Facts: in 1980, petitioner Albenson Enterprises Corporation (Abenson) delivered to
Guaranteed Industries (Guaranteed) several mild steel plates. Albenson was given
Pacific Banking Corporation Check No. 136361 in the amount of P 2,575.00 drawn
against the account of E.L. Woodworks as payment.
The check was however dishonored after presentment. Albenson made and
extrajudicial demand upon respondent Eugenio S. Baltao, president of Guaranteed
to replace and/or make good the dishonored check.
Baltao denied that he issued the check, or that the signature appearing thereon is
his. He further alleged that Guaranteed was a defunct entity and hence, could not
have transacted business with Albenson.
Albenson then filed a complaint for violation of BP 22 against Baltao.
However, it appeared that respondent had a son name Eugenio Baltao III who
managing E.L. woodworks which had the same address as Guaranteed.
Thereafter, the information was filed by the Assistant Fiscal. However, the Provincial
Fiscal reversed the findings of the Assistant Fiscal and instructed him to move for
the dismissal of the information against Baltao.
Baltao then filed a complaint for damages against Albenson for its allegedly unjust
filing of a criminal case against him.
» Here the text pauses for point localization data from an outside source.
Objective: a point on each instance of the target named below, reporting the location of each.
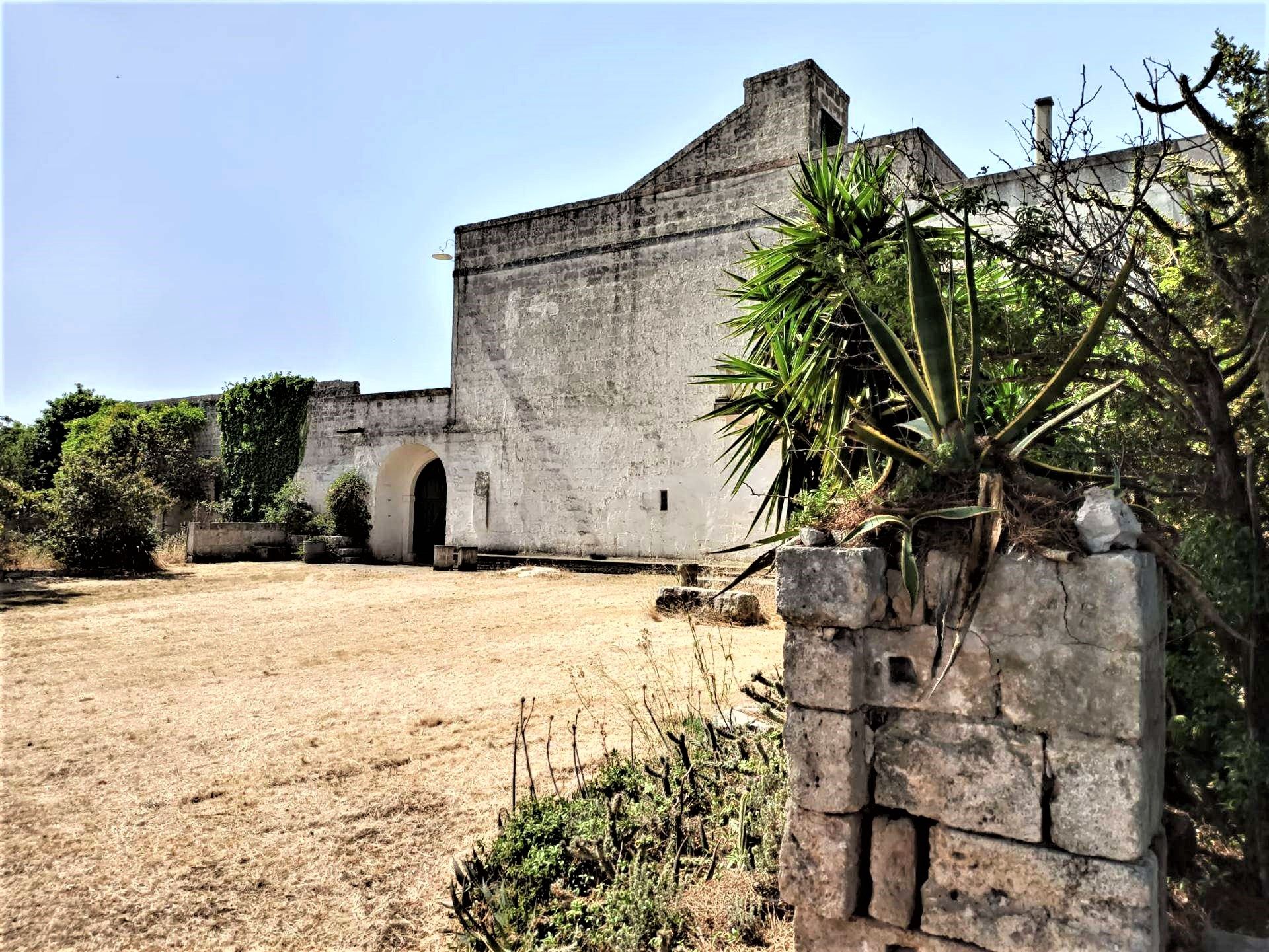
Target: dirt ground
(289, 756)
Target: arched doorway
(429, 511)
(394, 536)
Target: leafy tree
(158, 441)
(1190, 338)
(17, 448)
(348, 505)
(120, 467)
(103, 514)
(51, 427)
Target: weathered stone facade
(571, 420)
(1012, 811)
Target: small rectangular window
(830, 129)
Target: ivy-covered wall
(264, 423)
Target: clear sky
(200, 193)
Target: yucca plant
(802, 367)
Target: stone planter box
(1012, 811)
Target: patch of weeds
(605, 867)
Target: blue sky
(200, 193)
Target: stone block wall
(1012, 811)
(213, 542)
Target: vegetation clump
(608, 866)
(295, 513)
(348, 503)
(263, 430)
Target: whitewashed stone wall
(1015, 811)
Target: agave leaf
(895, 357)
(872, 523)
(971, 398)
(956, 513)
(877, 440)
(1063, 418)
(1063, 473)
(1059, 382)
(757, 566)
(933, 328)
(907, 566)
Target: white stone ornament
(1106, 521)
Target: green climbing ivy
(264, 423)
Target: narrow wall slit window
(830, 129)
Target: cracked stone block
(1054, 686)
(827, 768)
(820, 861)
(892, 866)
(899, 666)
(839, 587)
(822, 669)
(1078, 645)
(1112, 601)
(816, 934)
(1015, 898)
(1108, 795)
(981, 778)
(902, 603)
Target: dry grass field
(288, 756)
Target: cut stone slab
(822, 669)
(1078, 645)
(899, 666)
(738, 608)
(812, 536)
(1219, 941)
(1106, 521)
(1015, 898)
(892, 867)
(838, 587)
(820, 861)
(981, 778)
(827, 770)
(1107, 797)
(816, 934)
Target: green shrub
(158, 441)
(292, 510)
(348, 505)
(103, 515)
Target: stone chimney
(1044, 133)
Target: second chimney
(1044, 129)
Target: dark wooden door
(429, 511)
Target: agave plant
(947, 419)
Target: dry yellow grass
(282, 754)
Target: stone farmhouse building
(570, 422)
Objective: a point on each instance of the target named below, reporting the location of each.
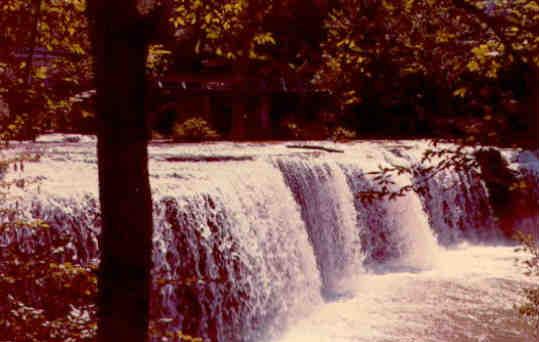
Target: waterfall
(328, 211)
(458, 208)
(246, 243)
(398, 232)
(239, 234)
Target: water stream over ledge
(286, 249)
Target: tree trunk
(124, 189)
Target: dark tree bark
(119, 45)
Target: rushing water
(287, 251)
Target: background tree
(120, 36)
(43, 63)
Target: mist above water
(289, 252)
The trial court ruled in favor of Baltao. The trial
court said that it could have been Eugenio III who Albenson made a deal with. On
appeal, the CA affirmed the decision with modification as the the amount of the
awards. Hence, Albenson filed a petition before the Supreme Court.
Issue: Whether or not Baltao was entitled to damages as held by the lower courts.
Ruling: No.

The elements of an abuse of right under Article 19 are the following: (1) There is a
legal right or duty; (2) which is exercised in bad faith; (3) for the sole intent of
prejudicing or injuring another. Article 20 speaks of the general sanction for all other
provisions of law which do not especially provide for their own sanction. Thus,
anyone who, whether willfully or negligently, in the exercise of his legal right or
duty, causes damage to another, shall indemnify his victim for injuries suffered
thereby. Article 21 deals with acts contra bonus mores, and has the following
elements: 1) There is an act which is legal; 2) but which is contrary to morals, good
custom, public order, or public policy; 3) and it is done with intent to injure.
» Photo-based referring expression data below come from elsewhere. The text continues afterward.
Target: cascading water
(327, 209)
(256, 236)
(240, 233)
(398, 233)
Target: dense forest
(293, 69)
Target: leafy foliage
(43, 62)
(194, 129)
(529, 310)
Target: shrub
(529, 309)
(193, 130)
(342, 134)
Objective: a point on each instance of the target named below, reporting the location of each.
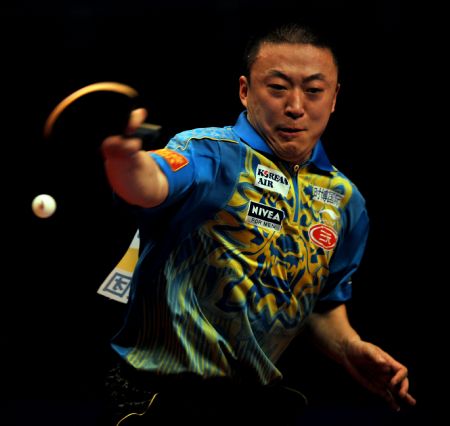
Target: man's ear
(243, 90)
(338, 86)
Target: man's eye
(277, 87)
(314, 90)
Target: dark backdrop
(184, 59)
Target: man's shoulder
(354, 190)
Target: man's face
(289, 97)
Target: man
(248, 235)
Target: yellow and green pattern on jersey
(232, 291)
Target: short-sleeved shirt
(240, 253)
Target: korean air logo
(323, 235)
(272, 180)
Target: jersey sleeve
(348, 254)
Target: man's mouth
(291, 130)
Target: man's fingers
(137, 117)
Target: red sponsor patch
(323, 235)
(175, 159)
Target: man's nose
(295, 104)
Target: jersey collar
(249, 135)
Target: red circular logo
(324, 236)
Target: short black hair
(292, 33)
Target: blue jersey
(237, 257)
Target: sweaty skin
(290, 95)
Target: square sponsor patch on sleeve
(175, 160)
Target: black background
(184, 59)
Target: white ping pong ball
(43, 205)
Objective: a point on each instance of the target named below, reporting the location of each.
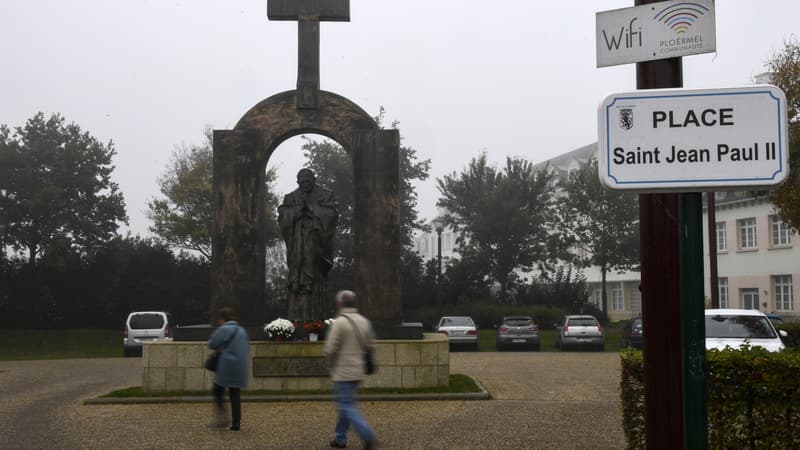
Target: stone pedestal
(178, 366)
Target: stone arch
(240, 158)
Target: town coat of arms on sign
(626, 118)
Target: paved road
(541, 400)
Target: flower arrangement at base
(279, 330)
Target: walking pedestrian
(230, 341)
(345, 344)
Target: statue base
(296, 366)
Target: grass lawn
(24, 344)
(459, 384)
Thus, under any of these three (3) provisions of law, an act which causes injury to
another may be made the basis for an award of damages.
Certainly, petitioners could not be said to have violated the principle of abuse of
rights. What prompted petitioners to file the case for violation of BP 22 against
private respondent was their failure to collect the amount of P2,575.00 due on a
bounced check which they honestly believed was issued to them by private
respondent. Petitioners had conducted inquiries regarding the origin of the check
which gave them probable cause to believe the check was issued by respondent.